The late great Roger Zelazny is famed for enigmatic little fables that play with familiar notions like time and space while not exactly handing you pat answers about either. Roadmarks is such a tale. It’s a dreamlike concoction that takes place along a highway that stretches through time rather than place. One can travel back to the age of the dinosaurs, or forward nearly as far. Various branches off the road can lead you to histories that never really happened. One stumbles upon the road seemingly by accident, although it is hinted that those who travel the road are in fact linked to it in mysterious ways.
Traveling the road is Red Dorakeen, whom we first meet as he is apprehended trying to run guns back to the Greeks so they can defeat the Persians at the Battle of Marathon in the 5th century BCE. (The Greeks won that one anyway.) Dorakeen learns he is the target of a “black decade,” a series of ten attempts on his life authorized by those hidden creators of the road.
Dorakeen knows his nemesis is Chadwick, a former business partner with whom he had a falling out, but he isn't sure why Chadwick now wants him extremely dead. Chadwick recruits several hit men for this task, while, at the same time, Dorakeen’s son, Randy, has been guided to the road and has hooked up with Leila, a former traveling companion of Red’s. The two of them are searching for Red, Randy for obvious filial reasons (he’s never known Red, who fathered him during one of his offramp excursions), and Leila because she thinks she has some clues as to what is really the road’s purpose, and what Red’s and everyone else’s roles are in the unfolding drama.

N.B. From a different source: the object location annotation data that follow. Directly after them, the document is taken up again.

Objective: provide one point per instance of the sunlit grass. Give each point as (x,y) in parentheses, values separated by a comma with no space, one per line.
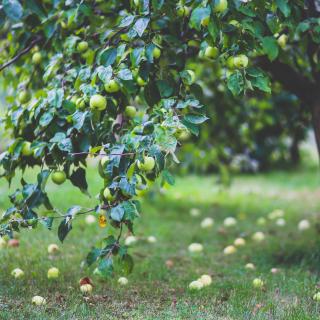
(158,292)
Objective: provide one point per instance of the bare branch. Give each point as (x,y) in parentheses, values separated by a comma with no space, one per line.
(20,54)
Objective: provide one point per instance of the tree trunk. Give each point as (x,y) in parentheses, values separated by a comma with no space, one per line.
(316,121)
(294,152)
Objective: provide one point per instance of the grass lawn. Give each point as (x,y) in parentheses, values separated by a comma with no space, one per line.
(158,292)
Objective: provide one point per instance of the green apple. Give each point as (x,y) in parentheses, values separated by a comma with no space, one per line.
(141,82)
(107,194)
(230,62)
(74,99)
(17,273)
(80,103)
(220,5)
(125,37)
(234,23)
(156,53)
(211,52)
(98,102)
(58,177)
(147,164)
(82,46)
(192,76)
(183,11)
(24,96)
(193,43)
(112,86)
(38,301)
(37,58)
(130,111)
(53,248)
(282,41)
(101,166)
(26,149)
(241,61)
(86,288)
(205,21)
(257,283)
(53,273)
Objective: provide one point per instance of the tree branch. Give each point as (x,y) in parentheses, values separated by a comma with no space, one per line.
(20,54)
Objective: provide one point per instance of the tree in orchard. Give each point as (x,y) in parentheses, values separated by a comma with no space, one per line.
(112,79)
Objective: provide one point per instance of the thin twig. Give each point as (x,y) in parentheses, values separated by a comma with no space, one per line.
(21,53)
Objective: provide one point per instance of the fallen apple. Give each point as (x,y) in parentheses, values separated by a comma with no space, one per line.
(123,281)
(53,273)
(53,248)
(38,301)
(17,273)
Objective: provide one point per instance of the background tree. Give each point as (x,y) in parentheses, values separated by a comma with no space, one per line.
(113,79)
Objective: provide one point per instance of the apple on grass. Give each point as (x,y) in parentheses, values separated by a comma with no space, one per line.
(38,301)
(86,288)
(123,281)
(195,285)
(17,273)
(205,279)
(53,248)
(53,273)
(13,243)
(58,177)
(257,283)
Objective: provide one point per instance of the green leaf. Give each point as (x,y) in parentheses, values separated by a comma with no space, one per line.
(141,25)
(126,21)
(198,15)
(236,83)
(117,213)
(168,177)
(47,222)
(261,83)
(104,73)
(65,145)
(284,7)
(125,74)
(78,179)
(165,89)
(108,57)
(46,118)
(270,47)
(93,256)
(195,119)
(64,228)
(130,211)
(13,9)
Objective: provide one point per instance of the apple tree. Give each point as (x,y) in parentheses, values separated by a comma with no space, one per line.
(116,80)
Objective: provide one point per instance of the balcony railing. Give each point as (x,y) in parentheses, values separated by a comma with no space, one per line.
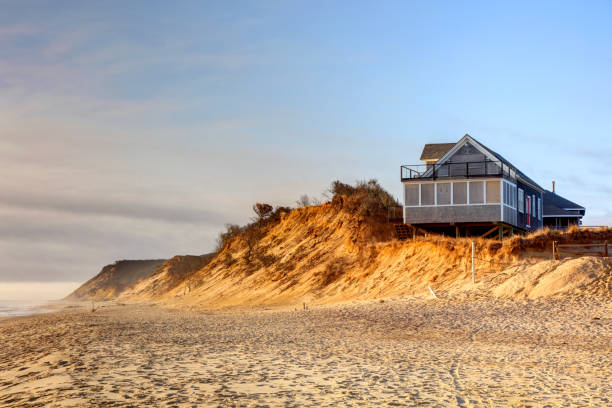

At only 185 pages, Roadmarks is a tale Zelazny could easily have been expanded into a plodding, overly serious epic. Resisting the temptation is commendable (Zelazny never really went in for overlong books as a rule, a lesson many current writers would do well to adopt), even if it means that readers used to having everything spelled out for them might find bits of Roadmarks maddeningly vague. Yes, Zelazny does resolve his story while leaving some unanswered questions, and I admit that I didn't think Chadwick’s motivations for wanting Dorakeen assassinated were as clear as they should have been, and this made me feel less concern over Dorakeen’s safety than I should have. But where the mystery of the road is concerned, Zelazny tantalizes you with a light touch that only enhances your curiosity. Zelazny knew that to reveal too much could sometimes mean robbing your tale of that sense of wonder, that aura of magic. If you read carefully, there is enough revealed there to complete the story, and to satisfy your craving for information about the road, and its incredible creators. The climax is truly something.
What is really awe-inspiring to speculate upon is how many more stories could have been realized using the road as a backdrop, essentially combining the road trip story with the time travel story. The potential is limitless, and why Zelazny never revisited the road before his untimely death in 1995 we may never know. Perhaps he thought he had told the story he wanted to tell. While the end result may not quite rise to the superlative heights of his award-winning classics, at least Zelazny left us a voyage upon which our imaginations can travel, unbounded by time.